Start with the FAQ and the ceremony page, then reach out via jake.nylund@gmail.com if you want to have a direct conversation about whether this is the right path for your specific situation. We respond personally to every application within 2–3 business days.

Frequently asked questions

Does ibogaine work for opioid addiction?

The clinical evidence is consistent across multiple research contexts: ibogaine treatment is associated with significant reductions in opioid withdrawal symptoms, reduced craving, and reduced drug use at follow-up. The 2023 Stanford study documented 88% reductions in PTSD symptoms and 87% in depression in veterans with significant opioid use histories — conditions that overlap substantially with addiction.

How does ibogaine treat opioid addiction?

Ibogaine works on multiple neurological systems simultaneously — dopamine, serotonin, acetylcholine, and sigma receptors — producing a neurological reset that disrupts entrained addiction patterns. It substantially attenuates opioid withdrawal symptoms during the ceremony. After the initial experience, it converts to noribogaine, an active metabolite that remains biologically present for weeks to months, continuing to influence serotonin and opioid receptor activity.

Is ibogaine safe for people on methadone?

People on methadone cannot proceed directly to ibogaine treatment. A carefully supervised transition protocol is required — a medically managed reduction from methadone to a shorter-acting opioid over a period of weeks before ceremony is possible. This is not optional and it takes time. Providers who offer methadone-to-ibogaine transitions without this process are not operating safely.

What happens after ibogaine treatment for addiction?

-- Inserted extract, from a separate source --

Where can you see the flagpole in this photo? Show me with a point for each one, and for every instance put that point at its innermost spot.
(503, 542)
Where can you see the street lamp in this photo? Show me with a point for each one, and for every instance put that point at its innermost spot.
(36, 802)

Ibogaine opens a window of reduced craving and increased neuroplasticity — typically 4–6 weeks — during which lasting change is more accessible. What happens in that window matters enormously. Integration support, lifestyle change, and addressing underlying trauma are all essential. People who return to the same environment without support often relapse even after a profound experience.

Who should not do ibogaine for addiction?

Absolute contraindications include: cardiac conditions with QT prolongation or arrhythmia; current SSRIs or SNRIs (supervised taper required first); methadone without a specific transition protocol; active psychosis; severe liver or kidney disease; and pregnancy. These are medical facts, not preferences. Providers who overlook them are operating unsafely.

What does ibogaine cost for opioid addiction treatment?

Ibogaine treatment costs vary by provider and location. At ExploreBwiti in Vancouver, ceremony costs $2,500–$4,500 CAD depending on the level of preparation and support involved. Mexico-based clinical providers typically run $3,000–$8,000 USD. Below-market pricing is almost always a signal that medical screening or monitoring has been reduced.